Max’s excited voice greeted me as he peered through one of the holes, from behind the ship. Clearly he was doing as Scoobie asked and collecting bean bags that managed to make it through a hole. “Can you see me, Jolie?”
“I can, Max.
Thank you so much for helping.”
“I help.
I help a lot.” His head disappeared.
Jennifer tossed me a beanbag, a somewhat pained expression on her face.
“Thanks for letting him help here,” I said to her, in a low tone.
“I honestly don’t mind.” He just,” she glanced toward the hole where Max’s head had been a moment before.
“—never stops talking,” we said together, quietly.
I looked around. “Where’s Josh? He’s almost always with Max.”
“He was here earlier,” she said, and stood back to let me try the toss.
“Three beanbags for fifty cents.”
“Was she trying to sneak in a game on you, Jennifer?” George asked.
He slipped coins into the apron Jennifer had over her elaborate dress and picked up three bean bags from a pile on a small table. “Three out of three, Jolie,” he said.
While George was aiming I slipped my hand into my apron pocket and pushed the button to turn on my camera.
Two of George’s sailed through the porthole, but the third hit the plywood hard and slid to the ground.
“You missed one,” came Max’s voice from behind the ship.
George’s grin turned to a grimace just as I raised my camera and clicked. Far from being annoyed, his expression lit up as he said, “The game’s afoot!”

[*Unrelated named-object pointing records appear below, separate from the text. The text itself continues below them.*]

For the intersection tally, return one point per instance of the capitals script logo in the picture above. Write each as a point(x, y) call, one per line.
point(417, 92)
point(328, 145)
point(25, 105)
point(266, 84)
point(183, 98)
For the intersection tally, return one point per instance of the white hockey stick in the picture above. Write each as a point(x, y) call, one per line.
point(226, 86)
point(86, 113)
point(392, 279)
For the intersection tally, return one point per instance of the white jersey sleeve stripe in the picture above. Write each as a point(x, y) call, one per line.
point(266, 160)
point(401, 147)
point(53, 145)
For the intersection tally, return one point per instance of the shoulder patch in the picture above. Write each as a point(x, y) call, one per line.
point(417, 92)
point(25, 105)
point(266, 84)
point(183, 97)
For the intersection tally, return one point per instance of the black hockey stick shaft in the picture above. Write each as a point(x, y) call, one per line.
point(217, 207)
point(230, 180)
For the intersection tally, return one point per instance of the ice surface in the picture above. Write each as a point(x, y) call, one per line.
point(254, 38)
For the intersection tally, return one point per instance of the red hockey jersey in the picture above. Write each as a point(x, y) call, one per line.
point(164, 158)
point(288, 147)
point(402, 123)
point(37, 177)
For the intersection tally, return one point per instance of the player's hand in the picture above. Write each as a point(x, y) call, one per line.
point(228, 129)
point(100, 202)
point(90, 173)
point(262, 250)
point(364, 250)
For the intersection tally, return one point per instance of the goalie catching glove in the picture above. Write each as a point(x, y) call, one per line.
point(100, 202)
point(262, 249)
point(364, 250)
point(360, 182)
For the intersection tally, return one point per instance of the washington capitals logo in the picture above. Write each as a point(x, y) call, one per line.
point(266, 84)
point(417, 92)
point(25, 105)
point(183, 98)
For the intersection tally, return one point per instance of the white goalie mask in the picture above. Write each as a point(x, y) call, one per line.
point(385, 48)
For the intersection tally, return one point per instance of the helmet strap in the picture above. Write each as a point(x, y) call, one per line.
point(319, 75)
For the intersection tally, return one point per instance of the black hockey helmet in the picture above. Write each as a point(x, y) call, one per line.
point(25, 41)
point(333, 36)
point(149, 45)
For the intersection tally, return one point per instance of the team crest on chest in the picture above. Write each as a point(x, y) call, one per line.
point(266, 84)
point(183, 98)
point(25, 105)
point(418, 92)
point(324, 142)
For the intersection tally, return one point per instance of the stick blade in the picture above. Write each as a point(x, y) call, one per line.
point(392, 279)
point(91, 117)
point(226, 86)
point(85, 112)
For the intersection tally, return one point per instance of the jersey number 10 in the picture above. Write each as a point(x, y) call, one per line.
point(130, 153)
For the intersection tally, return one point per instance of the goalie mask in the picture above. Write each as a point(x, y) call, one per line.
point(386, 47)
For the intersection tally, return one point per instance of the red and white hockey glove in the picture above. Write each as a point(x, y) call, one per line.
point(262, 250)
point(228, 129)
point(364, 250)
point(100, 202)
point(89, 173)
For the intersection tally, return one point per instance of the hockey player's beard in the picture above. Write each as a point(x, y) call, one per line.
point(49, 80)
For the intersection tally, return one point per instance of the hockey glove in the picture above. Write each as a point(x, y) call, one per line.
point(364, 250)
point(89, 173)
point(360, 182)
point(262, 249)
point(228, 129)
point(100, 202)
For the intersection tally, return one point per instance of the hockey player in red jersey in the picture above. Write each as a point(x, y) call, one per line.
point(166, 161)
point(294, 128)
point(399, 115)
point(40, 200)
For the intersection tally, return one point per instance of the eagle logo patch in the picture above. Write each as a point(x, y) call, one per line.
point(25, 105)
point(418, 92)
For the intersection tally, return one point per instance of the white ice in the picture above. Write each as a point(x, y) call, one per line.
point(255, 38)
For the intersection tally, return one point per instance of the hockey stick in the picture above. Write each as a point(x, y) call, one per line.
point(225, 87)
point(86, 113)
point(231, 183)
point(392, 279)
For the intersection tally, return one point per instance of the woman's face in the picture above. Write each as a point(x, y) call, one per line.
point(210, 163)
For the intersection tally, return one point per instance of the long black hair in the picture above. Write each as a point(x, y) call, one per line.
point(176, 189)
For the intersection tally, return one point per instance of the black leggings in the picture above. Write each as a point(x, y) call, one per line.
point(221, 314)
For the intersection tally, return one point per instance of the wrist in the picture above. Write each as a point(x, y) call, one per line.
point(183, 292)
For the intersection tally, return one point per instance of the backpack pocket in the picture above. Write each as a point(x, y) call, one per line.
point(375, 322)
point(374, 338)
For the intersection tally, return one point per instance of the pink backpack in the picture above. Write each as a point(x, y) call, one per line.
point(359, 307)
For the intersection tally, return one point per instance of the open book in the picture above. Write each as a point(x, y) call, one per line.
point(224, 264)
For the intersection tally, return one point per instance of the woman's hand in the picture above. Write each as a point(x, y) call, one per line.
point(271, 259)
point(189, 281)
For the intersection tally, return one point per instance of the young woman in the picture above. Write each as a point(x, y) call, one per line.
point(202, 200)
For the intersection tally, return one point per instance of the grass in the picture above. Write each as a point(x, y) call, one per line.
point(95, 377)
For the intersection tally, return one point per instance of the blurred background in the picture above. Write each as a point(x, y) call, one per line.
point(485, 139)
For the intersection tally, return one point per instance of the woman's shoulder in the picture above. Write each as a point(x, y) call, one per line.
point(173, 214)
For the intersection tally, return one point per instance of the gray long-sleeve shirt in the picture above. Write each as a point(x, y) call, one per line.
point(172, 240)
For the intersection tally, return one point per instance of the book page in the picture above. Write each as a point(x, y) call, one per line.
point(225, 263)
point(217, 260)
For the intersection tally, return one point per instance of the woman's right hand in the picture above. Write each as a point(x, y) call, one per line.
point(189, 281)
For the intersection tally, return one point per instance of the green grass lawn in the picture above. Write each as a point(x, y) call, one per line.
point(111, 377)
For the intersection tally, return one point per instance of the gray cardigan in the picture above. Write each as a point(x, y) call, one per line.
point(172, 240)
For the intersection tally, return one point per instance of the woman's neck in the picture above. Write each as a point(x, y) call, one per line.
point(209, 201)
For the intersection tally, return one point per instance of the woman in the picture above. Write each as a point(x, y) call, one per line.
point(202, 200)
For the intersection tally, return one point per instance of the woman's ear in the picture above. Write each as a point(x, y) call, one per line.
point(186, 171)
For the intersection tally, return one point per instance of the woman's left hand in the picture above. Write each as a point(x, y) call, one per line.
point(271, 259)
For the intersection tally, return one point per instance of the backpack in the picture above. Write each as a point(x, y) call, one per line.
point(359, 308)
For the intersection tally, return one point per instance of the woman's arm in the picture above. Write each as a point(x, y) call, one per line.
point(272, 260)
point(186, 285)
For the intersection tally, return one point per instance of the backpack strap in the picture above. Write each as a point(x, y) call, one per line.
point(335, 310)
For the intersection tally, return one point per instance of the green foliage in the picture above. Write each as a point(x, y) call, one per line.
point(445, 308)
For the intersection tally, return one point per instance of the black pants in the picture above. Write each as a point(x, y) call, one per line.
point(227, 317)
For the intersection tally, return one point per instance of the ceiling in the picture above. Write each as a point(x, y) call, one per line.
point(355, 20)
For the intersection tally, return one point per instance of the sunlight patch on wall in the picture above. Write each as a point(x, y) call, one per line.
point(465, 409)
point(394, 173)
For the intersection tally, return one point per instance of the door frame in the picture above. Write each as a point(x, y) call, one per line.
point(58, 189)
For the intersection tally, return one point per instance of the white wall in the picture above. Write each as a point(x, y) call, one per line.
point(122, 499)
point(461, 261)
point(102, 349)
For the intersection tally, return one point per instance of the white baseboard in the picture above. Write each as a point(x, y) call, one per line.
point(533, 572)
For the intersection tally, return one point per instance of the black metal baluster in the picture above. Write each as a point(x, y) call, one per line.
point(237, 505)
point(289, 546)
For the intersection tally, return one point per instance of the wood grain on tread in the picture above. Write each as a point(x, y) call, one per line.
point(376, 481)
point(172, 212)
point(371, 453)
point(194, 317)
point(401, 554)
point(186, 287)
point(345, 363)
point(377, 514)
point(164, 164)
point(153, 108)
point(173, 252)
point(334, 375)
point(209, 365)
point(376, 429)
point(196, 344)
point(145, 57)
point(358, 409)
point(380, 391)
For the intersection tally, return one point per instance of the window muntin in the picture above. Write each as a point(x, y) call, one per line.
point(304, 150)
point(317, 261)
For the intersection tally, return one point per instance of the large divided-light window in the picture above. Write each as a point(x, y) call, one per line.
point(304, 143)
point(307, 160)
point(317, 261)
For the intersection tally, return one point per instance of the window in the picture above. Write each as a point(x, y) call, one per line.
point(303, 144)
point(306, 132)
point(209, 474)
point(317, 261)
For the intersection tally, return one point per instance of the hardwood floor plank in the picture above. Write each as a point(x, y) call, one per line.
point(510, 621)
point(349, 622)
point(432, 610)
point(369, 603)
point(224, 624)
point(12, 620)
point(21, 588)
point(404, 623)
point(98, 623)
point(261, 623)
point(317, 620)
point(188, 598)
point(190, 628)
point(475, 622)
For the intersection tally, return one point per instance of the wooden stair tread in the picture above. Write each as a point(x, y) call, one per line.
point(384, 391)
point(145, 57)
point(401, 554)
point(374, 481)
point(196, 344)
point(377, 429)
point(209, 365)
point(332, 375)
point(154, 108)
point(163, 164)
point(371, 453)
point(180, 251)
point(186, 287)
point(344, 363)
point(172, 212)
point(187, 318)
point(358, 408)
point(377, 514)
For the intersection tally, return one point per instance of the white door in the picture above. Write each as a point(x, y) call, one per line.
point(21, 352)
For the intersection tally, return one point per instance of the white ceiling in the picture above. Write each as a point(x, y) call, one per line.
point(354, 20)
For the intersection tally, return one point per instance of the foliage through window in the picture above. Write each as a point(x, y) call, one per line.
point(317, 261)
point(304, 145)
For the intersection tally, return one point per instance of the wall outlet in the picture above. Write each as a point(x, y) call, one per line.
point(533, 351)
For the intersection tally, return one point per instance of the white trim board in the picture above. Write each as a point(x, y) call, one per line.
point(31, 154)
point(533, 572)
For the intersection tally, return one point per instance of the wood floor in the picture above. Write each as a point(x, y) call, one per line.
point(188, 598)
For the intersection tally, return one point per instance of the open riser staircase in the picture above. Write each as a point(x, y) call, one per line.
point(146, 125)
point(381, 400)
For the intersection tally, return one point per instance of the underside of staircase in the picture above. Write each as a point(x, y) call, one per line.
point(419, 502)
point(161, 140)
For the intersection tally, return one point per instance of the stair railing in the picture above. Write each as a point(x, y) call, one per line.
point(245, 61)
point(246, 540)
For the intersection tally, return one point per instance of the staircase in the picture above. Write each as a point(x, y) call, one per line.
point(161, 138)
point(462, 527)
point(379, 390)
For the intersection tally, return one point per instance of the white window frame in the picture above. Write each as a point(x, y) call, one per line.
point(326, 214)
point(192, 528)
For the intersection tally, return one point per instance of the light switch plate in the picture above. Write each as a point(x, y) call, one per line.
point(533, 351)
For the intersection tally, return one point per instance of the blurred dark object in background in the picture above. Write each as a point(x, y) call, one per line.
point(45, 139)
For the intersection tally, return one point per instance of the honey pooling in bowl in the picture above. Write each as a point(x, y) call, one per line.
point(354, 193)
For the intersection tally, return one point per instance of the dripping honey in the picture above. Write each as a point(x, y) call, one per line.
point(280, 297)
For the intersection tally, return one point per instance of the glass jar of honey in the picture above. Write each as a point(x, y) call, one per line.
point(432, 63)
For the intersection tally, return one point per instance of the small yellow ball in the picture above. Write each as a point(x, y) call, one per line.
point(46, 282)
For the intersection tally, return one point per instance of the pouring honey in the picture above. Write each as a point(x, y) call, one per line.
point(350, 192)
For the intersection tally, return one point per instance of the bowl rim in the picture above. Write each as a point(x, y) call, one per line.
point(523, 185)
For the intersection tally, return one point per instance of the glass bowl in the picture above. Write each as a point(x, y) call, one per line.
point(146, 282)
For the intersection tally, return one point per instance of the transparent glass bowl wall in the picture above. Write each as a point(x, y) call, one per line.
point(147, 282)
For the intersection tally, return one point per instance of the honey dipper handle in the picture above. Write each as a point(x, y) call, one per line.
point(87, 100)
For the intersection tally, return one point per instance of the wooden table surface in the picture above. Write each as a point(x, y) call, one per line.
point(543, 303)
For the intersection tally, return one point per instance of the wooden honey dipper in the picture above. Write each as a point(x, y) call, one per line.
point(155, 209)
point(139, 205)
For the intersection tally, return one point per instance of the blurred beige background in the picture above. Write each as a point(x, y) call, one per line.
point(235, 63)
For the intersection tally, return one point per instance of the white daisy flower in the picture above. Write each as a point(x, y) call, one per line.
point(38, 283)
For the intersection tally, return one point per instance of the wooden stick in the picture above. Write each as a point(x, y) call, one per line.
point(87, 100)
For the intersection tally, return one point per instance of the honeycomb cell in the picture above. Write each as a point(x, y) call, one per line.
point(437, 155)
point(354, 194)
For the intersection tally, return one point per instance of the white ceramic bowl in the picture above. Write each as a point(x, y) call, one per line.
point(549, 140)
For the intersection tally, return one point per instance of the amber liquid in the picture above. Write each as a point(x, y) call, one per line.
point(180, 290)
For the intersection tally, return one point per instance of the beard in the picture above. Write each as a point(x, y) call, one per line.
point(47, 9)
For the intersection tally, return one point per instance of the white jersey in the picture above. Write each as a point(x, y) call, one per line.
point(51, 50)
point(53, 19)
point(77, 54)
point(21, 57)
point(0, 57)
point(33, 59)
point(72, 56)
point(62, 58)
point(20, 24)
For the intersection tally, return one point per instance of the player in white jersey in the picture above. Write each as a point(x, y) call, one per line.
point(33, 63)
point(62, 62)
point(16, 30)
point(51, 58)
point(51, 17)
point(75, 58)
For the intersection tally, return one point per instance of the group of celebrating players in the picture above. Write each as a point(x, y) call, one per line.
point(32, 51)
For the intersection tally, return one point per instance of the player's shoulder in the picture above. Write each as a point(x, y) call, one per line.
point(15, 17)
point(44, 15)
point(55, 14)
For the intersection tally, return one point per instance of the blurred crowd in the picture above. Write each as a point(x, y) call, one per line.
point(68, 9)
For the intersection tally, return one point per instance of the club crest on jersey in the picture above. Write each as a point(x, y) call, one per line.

“Jolie’s next,” Max called.
Each of mine sailed through a hole and Max almost cackled.
“I’ll take him over to the bake sale for a few minutes,
” I said, quietly, to Jennifer. “Maybe George can pick up bean bags.”
He scowled at me as he said, “Sure thing, Jennifer.”
It took Max several minutes to decide what he wanted, and in the end Aunt Madge put one of nearly every kind of cookie in a plastic bag and I gave her five dollars when Max was busy inspecting his bag. I took a chocolate chip cookie and studied Max as we walked toward one of the park benches. I’ve never known if he has some sort of illness he was born with or if the apparent hyperactivity and nonstop talking are the result of a brain injury or drug use. I guess it doesn’t matter.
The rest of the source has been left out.